Hunter was active in advocating for the deaf and blind communities throughout his lifetime. He served as the vice-president of the Institute for Deaf and Blind Children and as honorary treasurer of the Blinded Servicemen's Club. He was responsible for legislation in 1944 which made the education of deaf and blind children compulsory; upon his death, a number of MLAs spoke of his efforts to ensure that the deaf and blind were treated as ordinary citizens. He was also concerned with issues of disadvantaged children, serving as chairman of the Society for Providing Homes for Neglected Children, and acting as a board member and frequent supporter of a nearby orphanage. Hunter was also a strong advocate for improved parliamentary services to allow members to better represent constituents. He campaigned for increased secretarial assistance, and as a member of the Library Committee for several decades, vigorously defended the independence of the Parliamentary Library.

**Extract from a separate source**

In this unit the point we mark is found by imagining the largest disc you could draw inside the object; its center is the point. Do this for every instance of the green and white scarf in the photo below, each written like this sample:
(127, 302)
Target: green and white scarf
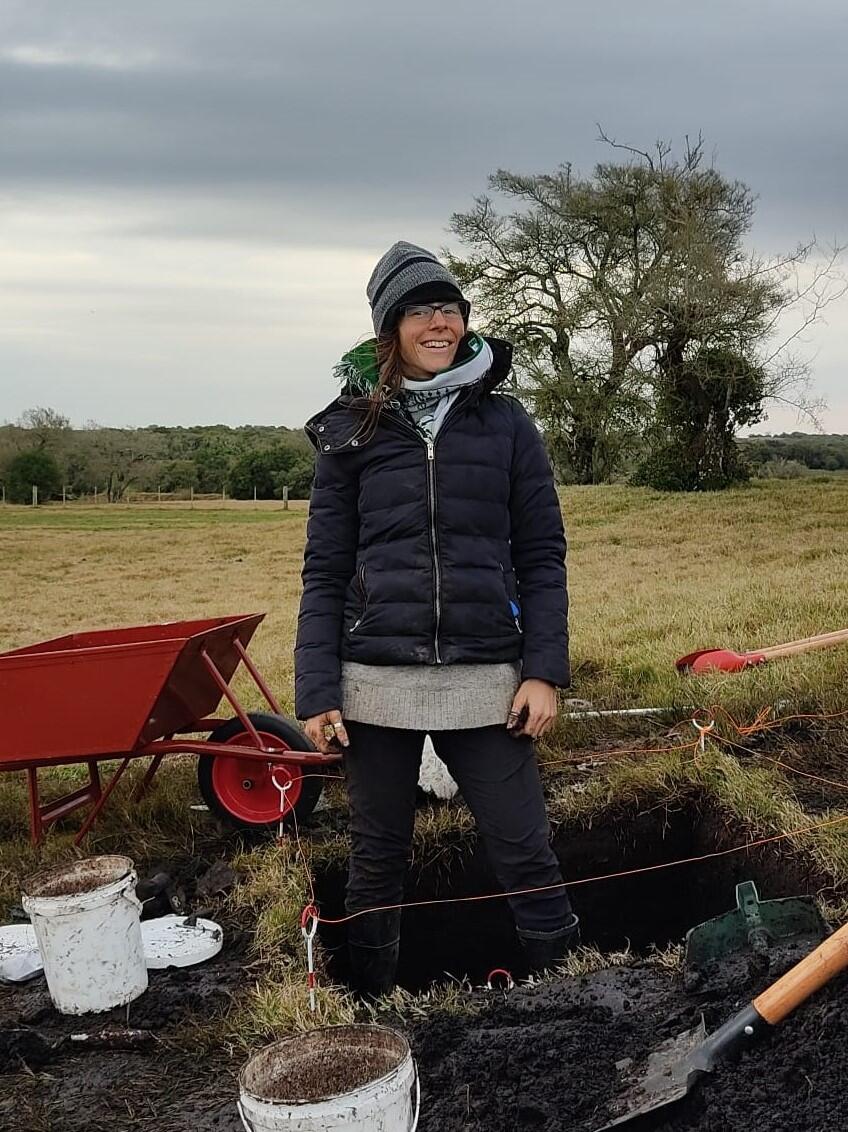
(425, 401)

Hunter was highly popular in his electorate, and won thirteen consecutive elections in Croydon and its successor electorates. He ran unopposed in 1950, and easily defeated fellow UAP MLA Richard Murden in 1959 when their seats were merged in an electoral redistribution. He was only forced to preferences twice; at his last two elections, in 1971 and 1973, and took 52% of the vote at his closest re-election in 1971. He retired at the 1976 election, where his seat of Ashfield was won by the Labor Party, remaining safely Labor thereafter until its abolition in 1999.

Hunter was made an Officer of the Order of British Empire (OBE) in 1975. He died in Sydney in 1981.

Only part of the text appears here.